Senin, 30 Agustus 2010

DPR Memilih, Bukan Menolak Bambang-Busyro


Akhir-akhir ini bergulir wacana yang dihembuskan anggota DPR bahwa lembaga ini berhak menolak dua calon yang diajukan Presiden. Selain soal penolakan tersebut, juga muncul gagasan soal “kontrak politik” Parpol dengan calon mengenai pengusutan perkara tertentu, khususnya kasus Century yang seperti tenggelam di telan bumi.

Baru-baru ini Pansel KPK yang dibentuk Pemerintah telah memilih dua calon yakni Bambang Widjojanto dan Busyro Muqoddas dari tujuh calon yang ada. Itu artinya secara moral, pilihan Pansel KPK harus diusung Presiden untuk diajukan kepada DPR untuk dipilih. Karena Pansel sendiri adalah amanat UU KPK untuk dibentuk untuk merekrut calon mulai dari pendaftaran sampai mengajukan nama 2 kali calon yang dibutuhkan.

Mengenai penolakan DPR, meskipun sebatas statement di media harus dikembalikan kepada UU KPK bagaimana mengatur soal kewenangan masing-masing terkait pemilihinan Pimpinan KPK. Sesuai UU KPK Pasal 30 Ayat (1) menyatakan,”Pimpinan Komisi Pemberantasan Korupsi sebagaimana dimaksud Pasal 21 ayat (1) huruf a dipilih oleh Dewan Perwakilan Rakyat Republik Indonesia berdasarkan calon anggota yang diusulkan oleh Presiden Republik Indonesia”. Dengan demikian Presiden sebatas punya hak mengusulkan dan tidak berhak memilih, sedangkan DPR hanya berwenang memilih calon yang telah diusulkan Presiden. Dua fungsi yang diemban kedua lembaga ini adalah agar saling mengontrol, apalagi pilihan Presiden tidak semata-mata “asal tunjuk”, tetapi melalui proses yang cukup transparan dan oleh orang-orang yang kompeten, kapabel dan cukup berintegritas seperti Todung Mulya Lubis dan Syafi’i Maarif.

Tinggal DPR dari kedua calon tersebut menimbang-nimbang mana yang terbaik berdasarkan kebutuhan KPK saat ini. Kedua calon tersebut adalah pilihan terbaik calon yang ada. Mengenai hal-hal yang sifatnya politis, apakah calon ini menguntungkan Partai A atau B, saya rasa harus dikesampingkan jauh-jauh oleh DPR. Kita memilih Pimpinan KPK untuk kepentingan rakyat, banyak memilih untuk kepentingan segelintir elit partai.

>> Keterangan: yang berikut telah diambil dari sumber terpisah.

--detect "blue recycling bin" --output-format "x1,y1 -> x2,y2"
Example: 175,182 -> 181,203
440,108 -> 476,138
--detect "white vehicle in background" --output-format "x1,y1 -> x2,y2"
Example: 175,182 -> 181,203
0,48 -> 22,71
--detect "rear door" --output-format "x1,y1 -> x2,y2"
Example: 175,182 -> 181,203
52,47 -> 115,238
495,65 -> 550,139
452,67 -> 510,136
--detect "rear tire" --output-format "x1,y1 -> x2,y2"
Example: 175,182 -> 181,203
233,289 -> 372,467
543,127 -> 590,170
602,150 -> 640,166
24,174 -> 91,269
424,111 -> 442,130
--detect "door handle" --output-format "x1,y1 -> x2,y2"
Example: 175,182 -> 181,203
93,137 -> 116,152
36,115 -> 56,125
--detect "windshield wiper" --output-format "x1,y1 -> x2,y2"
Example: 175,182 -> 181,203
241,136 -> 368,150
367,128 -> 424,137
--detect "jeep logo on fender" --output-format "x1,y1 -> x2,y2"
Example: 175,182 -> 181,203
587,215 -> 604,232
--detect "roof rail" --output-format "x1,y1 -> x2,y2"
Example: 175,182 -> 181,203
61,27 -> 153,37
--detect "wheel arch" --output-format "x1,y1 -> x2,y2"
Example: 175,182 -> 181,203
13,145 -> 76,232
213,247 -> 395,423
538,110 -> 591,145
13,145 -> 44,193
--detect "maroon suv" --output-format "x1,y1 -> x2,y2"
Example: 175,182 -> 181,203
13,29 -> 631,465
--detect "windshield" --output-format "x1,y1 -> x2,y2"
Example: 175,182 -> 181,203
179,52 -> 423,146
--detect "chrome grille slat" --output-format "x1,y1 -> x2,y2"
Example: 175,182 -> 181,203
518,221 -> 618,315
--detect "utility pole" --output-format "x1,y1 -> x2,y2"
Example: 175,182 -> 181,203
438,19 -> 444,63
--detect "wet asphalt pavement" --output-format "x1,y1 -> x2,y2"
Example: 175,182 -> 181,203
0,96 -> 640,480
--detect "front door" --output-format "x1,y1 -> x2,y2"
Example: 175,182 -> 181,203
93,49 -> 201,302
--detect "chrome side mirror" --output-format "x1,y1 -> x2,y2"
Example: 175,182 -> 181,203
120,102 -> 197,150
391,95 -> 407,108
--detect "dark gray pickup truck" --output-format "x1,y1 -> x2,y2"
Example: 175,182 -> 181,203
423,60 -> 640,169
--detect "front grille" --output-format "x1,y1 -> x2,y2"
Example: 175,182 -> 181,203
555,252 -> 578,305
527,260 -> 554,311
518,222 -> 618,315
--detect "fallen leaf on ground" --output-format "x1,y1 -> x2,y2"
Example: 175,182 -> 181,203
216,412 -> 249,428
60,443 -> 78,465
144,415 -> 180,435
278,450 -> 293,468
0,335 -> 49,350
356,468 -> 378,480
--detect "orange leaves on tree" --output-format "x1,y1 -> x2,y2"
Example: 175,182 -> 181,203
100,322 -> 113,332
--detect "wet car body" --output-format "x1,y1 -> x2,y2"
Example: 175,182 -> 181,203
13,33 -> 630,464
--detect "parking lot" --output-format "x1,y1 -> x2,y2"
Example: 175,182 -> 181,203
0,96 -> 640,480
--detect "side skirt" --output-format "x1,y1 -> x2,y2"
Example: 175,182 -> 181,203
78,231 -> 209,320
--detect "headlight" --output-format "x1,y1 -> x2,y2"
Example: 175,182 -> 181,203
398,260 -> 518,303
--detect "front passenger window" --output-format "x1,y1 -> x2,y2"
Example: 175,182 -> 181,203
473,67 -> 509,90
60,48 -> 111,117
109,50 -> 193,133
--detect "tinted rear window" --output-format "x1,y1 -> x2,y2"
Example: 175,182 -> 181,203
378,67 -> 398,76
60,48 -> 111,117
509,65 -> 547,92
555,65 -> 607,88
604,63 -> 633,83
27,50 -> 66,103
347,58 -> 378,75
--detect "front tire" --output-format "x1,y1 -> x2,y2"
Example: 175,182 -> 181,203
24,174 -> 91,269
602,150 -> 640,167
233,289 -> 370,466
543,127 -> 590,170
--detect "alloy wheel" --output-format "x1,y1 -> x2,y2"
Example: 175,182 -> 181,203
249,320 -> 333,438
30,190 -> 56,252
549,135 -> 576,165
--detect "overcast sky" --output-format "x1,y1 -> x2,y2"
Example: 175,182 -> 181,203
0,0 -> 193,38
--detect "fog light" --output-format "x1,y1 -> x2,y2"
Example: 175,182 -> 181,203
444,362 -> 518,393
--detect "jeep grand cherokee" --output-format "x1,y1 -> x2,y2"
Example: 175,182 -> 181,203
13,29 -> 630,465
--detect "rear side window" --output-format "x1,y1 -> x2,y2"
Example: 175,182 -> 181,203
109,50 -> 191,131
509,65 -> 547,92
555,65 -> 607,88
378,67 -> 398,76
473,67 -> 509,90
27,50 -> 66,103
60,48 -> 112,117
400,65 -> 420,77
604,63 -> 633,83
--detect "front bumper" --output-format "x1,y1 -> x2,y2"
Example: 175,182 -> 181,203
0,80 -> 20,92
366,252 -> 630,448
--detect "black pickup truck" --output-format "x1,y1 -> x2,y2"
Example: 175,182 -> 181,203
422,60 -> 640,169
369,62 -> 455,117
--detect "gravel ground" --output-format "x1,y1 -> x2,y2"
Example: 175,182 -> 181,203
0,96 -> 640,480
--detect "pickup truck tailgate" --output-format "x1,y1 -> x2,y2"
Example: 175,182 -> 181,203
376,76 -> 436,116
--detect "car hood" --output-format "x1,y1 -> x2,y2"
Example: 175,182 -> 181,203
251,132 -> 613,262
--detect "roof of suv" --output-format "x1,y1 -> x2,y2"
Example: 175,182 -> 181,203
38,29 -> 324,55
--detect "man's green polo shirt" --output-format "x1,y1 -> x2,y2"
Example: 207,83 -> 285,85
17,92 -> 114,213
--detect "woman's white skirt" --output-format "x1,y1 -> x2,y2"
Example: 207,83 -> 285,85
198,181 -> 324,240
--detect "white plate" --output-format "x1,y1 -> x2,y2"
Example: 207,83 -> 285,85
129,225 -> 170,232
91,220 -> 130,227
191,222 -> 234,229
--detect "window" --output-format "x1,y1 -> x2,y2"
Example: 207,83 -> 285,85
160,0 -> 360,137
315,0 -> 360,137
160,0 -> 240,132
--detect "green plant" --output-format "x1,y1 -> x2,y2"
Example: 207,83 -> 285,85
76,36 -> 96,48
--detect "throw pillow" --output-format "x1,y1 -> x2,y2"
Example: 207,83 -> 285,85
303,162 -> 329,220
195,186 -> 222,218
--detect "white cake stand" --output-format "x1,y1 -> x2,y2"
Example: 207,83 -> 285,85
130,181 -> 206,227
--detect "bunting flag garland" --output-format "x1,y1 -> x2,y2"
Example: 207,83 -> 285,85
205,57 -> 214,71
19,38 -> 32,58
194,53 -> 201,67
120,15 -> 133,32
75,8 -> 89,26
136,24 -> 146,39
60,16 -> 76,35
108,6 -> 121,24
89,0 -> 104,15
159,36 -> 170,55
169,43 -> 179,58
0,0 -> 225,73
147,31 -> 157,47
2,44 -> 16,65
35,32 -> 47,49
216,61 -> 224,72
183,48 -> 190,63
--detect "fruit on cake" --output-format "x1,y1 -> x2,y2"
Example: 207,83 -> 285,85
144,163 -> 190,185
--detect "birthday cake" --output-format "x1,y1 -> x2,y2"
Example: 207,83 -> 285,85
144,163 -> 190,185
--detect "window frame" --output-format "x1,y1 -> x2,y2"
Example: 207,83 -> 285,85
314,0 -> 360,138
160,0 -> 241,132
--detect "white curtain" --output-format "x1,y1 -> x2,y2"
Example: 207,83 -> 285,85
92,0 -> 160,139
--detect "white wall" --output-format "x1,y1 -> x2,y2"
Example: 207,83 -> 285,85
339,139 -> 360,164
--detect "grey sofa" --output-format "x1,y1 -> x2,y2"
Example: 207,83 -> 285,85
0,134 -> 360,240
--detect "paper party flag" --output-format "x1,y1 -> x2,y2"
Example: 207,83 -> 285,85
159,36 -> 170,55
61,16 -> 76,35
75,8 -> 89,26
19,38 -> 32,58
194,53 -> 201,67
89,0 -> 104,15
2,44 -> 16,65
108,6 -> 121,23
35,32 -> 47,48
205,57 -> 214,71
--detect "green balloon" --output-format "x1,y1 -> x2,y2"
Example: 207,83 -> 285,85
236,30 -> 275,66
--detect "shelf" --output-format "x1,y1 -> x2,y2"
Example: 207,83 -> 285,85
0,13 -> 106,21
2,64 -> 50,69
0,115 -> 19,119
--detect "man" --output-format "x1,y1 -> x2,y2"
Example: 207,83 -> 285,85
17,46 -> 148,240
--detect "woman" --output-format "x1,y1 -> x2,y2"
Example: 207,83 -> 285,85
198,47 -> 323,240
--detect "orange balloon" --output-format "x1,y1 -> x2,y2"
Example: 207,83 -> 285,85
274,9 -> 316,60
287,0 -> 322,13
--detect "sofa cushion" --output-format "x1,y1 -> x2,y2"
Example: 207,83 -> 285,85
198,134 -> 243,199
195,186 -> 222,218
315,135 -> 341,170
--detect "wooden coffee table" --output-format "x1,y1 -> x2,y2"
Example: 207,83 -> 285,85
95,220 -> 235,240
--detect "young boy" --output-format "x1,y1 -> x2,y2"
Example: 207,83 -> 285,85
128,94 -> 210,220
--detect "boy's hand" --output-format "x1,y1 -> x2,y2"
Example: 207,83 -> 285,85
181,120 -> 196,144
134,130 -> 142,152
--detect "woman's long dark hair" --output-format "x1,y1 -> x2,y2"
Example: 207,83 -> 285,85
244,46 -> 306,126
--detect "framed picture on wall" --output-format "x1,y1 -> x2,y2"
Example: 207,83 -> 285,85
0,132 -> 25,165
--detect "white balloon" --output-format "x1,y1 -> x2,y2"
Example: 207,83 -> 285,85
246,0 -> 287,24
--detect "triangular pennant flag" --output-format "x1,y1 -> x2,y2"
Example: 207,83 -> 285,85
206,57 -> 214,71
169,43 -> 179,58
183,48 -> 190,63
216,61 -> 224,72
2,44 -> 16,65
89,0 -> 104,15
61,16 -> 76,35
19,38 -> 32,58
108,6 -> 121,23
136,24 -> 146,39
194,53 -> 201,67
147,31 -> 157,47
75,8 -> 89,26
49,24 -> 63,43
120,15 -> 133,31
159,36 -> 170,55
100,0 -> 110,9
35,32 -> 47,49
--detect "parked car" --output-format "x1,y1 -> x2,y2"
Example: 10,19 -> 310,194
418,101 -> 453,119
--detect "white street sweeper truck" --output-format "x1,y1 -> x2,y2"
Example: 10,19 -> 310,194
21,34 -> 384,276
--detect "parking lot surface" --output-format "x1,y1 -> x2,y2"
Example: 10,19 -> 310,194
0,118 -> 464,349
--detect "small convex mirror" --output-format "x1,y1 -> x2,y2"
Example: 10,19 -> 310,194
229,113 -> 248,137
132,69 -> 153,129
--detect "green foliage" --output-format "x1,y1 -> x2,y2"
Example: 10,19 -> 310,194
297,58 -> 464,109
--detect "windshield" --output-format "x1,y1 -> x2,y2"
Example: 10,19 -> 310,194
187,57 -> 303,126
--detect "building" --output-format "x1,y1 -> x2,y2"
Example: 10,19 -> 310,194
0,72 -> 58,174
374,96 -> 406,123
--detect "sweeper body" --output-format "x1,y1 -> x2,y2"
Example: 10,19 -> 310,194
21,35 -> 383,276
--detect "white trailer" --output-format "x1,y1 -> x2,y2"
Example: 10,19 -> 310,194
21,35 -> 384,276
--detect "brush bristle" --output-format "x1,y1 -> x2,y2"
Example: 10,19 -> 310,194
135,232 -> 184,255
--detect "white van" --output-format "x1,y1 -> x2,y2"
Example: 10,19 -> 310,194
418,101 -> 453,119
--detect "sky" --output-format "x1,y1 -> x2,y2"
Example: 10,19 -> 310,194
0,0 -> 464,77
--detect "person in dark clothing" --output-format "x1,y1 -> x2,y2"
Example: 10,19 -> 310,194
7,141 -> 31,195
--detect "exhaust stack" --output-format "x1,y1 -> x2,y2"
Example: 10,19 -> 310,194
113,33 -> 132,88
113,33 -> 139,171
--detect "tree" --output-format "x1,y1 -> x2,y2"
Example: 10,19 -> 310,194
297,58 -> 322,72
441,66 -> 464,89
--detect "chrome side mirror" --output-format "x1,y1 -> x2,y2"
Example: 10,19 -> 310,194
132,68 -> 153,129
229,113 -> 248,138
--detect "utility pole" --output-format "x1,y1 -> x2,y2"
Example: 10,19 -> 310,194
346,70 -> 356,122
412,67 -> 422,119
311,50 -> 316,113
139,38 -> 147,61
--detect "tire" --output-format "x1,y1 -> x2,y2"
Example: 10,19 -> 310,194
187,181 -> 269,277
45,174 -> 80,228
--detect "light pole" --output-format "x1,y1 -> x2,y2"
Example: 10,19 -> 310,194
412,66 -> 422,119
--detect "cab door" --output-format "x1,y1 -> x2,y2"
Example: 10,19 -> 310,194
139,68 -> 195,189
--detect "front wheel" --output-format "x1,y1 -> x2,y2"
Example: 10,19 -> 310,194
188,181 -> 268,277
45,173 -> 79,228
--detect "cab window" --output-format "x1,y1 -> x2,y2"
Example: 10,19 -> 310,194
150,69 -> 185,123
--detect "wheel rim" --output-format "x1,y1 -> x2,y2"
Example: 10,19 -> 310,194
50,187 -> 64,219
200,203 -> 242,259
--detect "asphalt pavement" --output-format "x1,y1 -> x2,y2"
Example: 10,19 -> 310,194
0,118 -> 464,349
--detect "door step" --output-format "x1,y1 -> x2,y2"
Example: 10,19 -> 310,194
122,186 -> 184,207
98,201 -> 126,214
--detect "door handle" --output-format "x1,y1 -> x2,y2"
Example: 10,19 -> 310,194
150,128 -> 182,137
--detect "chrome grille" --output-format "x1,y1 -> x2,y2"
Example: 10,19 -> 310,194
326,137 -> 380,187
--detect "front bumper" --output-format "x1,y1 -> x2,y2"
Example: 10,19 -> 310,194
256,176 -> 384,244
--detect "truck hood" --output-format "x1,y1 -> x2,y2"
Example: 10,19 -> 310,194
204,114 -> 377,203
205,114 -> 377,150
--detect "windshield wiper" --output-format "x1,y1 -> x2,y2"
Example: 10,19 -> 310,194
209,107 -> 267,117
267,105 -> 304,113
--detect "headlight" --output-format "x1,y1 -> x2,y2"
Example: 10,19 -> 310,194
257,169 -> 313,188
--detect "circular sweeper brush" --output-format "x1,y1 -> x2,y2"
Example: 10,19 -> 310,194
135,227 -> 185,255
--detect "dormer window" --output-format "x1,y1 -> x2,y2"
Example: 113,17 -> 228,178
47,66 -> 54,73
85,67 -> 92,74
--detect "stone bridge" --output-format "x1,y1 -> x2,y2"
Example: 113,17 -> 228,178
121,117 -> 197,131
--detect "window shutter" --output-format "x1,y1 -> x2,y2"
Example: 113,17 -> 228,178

Pilihan DPR nanti menentukan nasib bangsa dan negara dalam jangka panjang, terutama apakah Indonesia dapat keluar dari pemiskinan besar-besaran karena uang negara dicuri atau hanya berjalan di tempat yakni rakyat miskin hanya bisa menonton para koruptor berpesta pora.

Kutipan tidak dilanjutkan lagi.